The MLR model included three metabolites (Table S1). Butyrate, which was found in the developed MLR model, is used as an energy source by colon cells in vivo. It is metabolized into acetyl CoA by β-oxidation and acts in the citric acid cycle to produce energy. Butyrate induces differentiation of undifferentiated T cells into regulatory T cells through epigenetic regulation44. Regulatory T cells function in the suppression of the immune response and play a role in autoimmune diseases, inflammatory diseases, and allergic diseases. Regulatory T cells may suppress the immune response to cancer cells and promote excessive metabolism in these cells.

The intermediate metabolite of leucine, 3-hydroxy-3-methylglutarate, was identified in the developed MLR model. Higher leucine levels were observed in the stools of patients with intramucosal cancer45. Carnosine, identified in the MLR model, suppresses cancer cell growth. Wu et al. reported that carnosine inhibits the activation of nuclear factor-kappa B (NF-κB) signalling, and subsequently inhibits metastatic cell adhesion and extravasation in CRCs46. Carnosine, which is involved in the suppression of metastasis, might also be useful as a CRC screening marker. Although these metabolites were identified in the present study as potential biomarkers for CRC, the biological mechanisms underlying their high concentration in the urine of CRC patients are not clear.

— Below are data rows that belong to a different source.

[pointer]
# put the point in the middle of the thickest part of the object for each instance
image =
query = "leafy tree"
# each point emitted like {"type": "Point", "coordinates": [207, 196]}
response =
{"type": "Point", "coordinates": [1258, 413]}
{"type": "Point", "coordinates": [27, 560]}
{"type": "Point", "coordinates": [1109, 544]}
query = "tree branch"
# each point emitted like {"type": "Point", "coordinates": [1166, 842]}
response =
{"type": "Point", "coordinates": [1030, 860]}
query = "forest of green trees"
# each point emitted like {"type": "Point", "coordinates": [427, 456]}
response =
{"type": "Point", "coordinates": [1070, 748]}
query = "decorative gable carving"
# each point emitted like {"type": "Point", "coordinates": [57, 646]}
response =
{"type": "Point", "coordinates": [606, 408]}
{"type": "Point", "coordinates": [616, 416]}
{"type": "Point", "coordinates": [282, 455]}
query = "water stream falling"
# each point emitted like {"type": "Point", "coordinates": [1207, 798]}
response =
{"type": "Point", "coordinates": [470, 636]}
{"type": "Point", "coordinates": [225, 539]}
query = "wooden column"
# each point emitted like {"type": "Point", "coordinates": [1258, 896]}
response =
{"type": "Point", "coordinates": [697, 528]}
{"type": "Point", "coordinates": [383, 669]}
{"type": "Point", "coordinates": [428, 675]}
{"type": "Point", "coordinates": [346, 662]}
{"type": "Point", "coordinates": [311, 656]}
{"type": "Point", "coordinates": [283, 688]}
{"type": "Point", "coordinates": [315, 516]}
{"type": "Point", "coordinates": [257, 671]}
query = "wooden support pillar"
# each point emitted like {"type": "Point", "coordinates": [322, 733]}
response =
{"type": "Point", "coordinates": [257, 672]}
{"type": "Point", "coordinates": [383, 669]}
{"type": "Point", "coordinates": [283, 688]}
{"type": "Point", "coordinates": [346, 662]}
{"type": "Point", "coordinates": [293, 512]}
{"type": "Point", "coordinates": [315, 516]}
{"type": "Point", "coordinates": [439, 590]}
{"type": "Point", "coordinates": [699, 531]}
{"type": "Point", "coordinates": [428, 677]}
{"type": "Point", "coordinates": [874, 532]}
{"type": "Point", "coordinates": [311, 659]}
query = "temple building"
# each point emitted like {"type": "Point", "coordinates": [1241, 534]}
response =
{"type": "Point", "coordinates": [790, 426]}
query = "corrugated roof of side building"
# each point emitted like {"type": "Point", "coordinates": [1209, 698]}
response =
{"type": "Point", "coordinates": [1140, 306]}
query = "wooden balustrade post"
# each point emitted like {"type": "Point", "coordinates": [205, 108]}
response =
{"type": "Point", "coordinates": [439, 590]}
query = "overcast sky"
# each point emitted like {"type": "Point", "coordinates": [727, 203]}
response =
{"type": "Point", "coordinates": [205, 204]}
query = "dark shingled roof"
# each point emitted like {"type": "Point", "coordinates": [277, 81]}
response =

There are several limitations to this study. The samples size, especially the number of healthy controls and P patients, was small. In the present study, we did not compare the levels of these metabolites in other cancer types to establish the specificity of these biomarkers for CRC. Bias may also be introduced because of the demographic makeup of the cohort, and a larger number of subjects with various backgrounds should be compared to ascertain the specificity of the putative biomarkers. The prediction of metastasis and prognosis using biofluids is also challenging47, but was beyond the scope of the present study. The comparison of polyamines measured in the present study and in our previous study (Figure S5) reveals clear linearity between these data. N1-acetylspermidine, N8-acetylspermidine, and N1,N8-diacetylspermidine were successfully separated and quantified, whereas N1,N12-diacetylspermine was not successfully separated by CE under the present conditions.

In the present study, metabolites were identified in the urine of patients with CRC, P, and in HCs. The MLR was used to identify panels of metabolites with the ability to differentiate between these clinical groups. A method to differentiate between the different stages within the HC, CRC, and P groups remains elusive, and further analysis of a larger number of patients is required, particularly regarding early diagnosis at the polyp stage. Further research is expected to lead to the development of an accurate diagnostic method by measuring novel biomarkers for tumour identification. With the development of this future technology, it may be possible to confirm the presence of P or CRC in advance, before performing a colonoscopy, which would enable minimally invasive examination and treatment to be performed. This is expected to contribute to the further spread of medical examinations for CRC in Japan, and finally, reduce the harm caused by this disease.